Germany has lost one of its five glaciers due to warm summer | Abroad

Germany officially has one less glacier. After the warm summer, the Southern Schneeferner has lost its status as a glacier, the Bavarian Academy of Sciences announced on Monday.

Georadar measurements from mid-September show that the Southern Schneeferner on the Zugspitze – Germany’s highest mountain – has lost an enormous amount of ice. In most places the frozen water is barely 2 meters thick. At its deepest point, the ice mass is still 6 meters thick, compared to 10 meters in 2018. The total surface of the glacier halved in four years to less than 1 hectare.

The scientists at the Bavarian Academy of Sciences expect the remaining ice to melt completely within two years.
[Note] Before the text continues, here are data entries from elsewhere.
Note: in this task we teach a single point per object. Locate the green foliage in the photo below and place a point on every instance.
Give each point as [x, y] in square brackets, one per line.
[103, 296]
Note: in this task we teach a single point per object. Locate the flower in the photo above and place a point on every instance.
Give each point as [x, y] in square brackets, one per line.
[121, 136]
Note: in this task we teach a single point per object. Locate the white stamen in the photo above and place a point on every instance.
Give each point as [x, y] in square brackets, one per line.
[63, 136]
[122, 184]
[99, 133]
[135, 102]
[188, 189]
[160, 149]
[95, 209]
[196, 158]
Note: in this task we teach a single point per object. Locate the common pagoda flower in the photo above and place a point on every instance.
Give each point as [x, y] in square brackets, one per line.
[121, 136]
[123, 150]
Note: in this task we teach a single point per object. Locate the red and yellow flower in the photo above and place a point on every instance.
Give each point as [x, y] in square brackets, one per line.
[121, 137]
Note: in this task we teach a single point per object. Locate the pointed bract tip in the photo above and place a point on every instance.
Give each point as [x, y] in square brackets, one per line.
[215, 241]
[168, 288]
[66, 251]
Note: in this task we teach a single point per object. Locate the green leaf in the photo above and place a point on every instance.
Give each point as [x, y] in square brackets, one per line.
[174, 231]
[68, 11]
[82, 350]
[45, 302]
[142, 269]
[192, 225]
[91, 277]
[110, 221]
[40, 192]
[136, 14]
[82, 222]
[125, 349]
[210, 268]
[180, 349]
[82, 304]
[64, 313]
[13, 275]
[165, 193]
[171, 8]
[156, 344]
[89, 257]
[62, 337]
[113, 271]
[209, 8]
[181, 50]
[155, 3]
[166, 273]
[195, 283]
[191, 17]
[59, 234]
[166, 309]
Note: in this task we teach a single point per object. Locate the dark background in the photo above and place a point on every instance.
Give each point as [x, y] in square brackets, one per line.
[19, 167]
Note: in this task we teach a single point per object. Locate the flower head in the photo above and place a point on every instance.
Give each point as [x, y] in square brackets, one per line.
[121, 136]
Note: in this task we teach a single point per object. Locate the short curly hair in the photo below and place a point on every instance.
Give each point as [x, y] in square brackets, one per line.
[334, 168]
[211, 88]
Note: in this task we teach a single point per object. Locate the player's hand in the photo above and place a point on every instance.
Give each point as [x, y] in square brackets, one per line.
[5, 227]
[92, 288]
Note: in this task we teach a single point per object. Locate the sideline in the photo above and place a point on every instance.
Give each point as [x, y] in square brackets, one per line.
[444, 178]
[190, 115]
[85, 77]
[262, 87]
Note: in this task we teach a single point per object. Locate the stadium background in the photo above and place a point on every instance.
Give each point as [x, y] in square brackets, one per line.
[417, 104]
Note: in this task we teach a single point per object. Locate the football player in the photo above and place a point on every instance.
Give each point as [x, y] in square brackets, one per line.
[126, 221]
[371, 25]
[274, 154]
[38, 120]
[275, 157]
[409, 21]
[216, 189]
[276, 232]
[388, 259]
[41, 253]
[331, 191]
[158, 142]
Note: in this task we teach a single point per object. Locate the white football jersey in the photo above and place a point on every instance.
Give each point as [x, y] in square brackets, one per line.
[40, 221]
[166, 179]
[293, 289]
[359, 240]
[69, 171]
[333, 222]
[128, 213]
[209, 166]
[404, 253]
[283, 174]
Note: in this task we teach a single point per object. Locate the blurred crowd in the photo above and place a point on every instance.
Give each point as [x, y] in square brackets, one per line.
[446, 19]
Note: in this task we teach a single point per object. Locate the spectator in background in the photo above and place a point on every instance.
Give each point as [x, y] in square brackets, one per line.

Due to the small thickness, however, ice movement is no longer to be expected, which means that there is no longer an official glacier.

As a result, only four glaciers remain in Germany, and they also melted considerably in the past summer. These are the Northern Schneeferner and the Höllentalferner on the Zugspitze in the Tyrolean Alps and the Blaueis and Watzmann Glacier in the Berchtesgadener Alps.

Glaciers are fields of mostly ice, snow and firn that usually flow slowly from mountains to the valley under their own pressure. Most of the glaciers that exist today were formed during the last ice age about 15,000 years ago.